American college basketball season

The 1996–97 Montana Grizzlies basketball team represented the University of Montana during the 1996–97 NCAA Division I basketball season. The Grizzlies were led by sixth-year head coach Blaine Taylor and played their home games on campus at Adams Fieldhouse in Missoula, Montana.

They finished the regular season at 19–10, with an 11–5 record in conference to finish second in the regular season standings. The Grizzlies earned an automatic berth to the NCAA tournament by winning the Big Sky Conference tournament.

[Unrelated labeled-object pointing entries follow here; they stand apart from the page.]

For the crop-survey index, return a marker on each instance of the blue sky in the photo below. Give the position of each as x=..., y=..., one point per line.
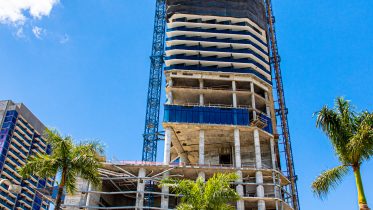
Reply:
x=84, y=70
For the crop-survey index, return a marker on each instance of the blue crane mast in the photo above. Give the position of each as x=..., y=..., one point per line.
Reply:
x=151, y=132
x=282, y=111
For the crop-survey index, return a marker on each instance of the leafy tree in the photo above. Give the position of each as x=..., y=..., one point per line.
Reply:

In the opening round of the NCAA Tournament at the Jon M. Huntsman Center in Salt Lake City, Utah, Montana faced the No. 1 seed and defending champion Kentucky. The Grizzlies were beaten handily, 92–54, by the eventual National runner-up.

==Postseason results==

| Date time, TV | Rank^{#} | Opponent^{#} | Result | Record | Site (attendance) city, state |
Big Sky tournament
| Mar 7, 1997* |  | vs. Weber State Semifinals | W 81–56 | 20–10 | Walkup Skydome Flagstaff, Arizona |
| Mar 8, 1997* |  | vs. Cal State Northridge Championship game | W 82–79 | 21–10 | Walkup Skydome Flagstaff, Arizona |
NCAA tournament
| Mar 13, 1997* | (16 W) | vs. (1 W) No. 5 Kentucky First round | L 54–92 | 21–11 | Jon M. Huntsman Center (13,832) Salt Lake City, Utah |
*Non-conference game. ^{#}Rankings from AP Poll. (#) Tournament seedings in parentheses. W=West. All times are in Mountain time.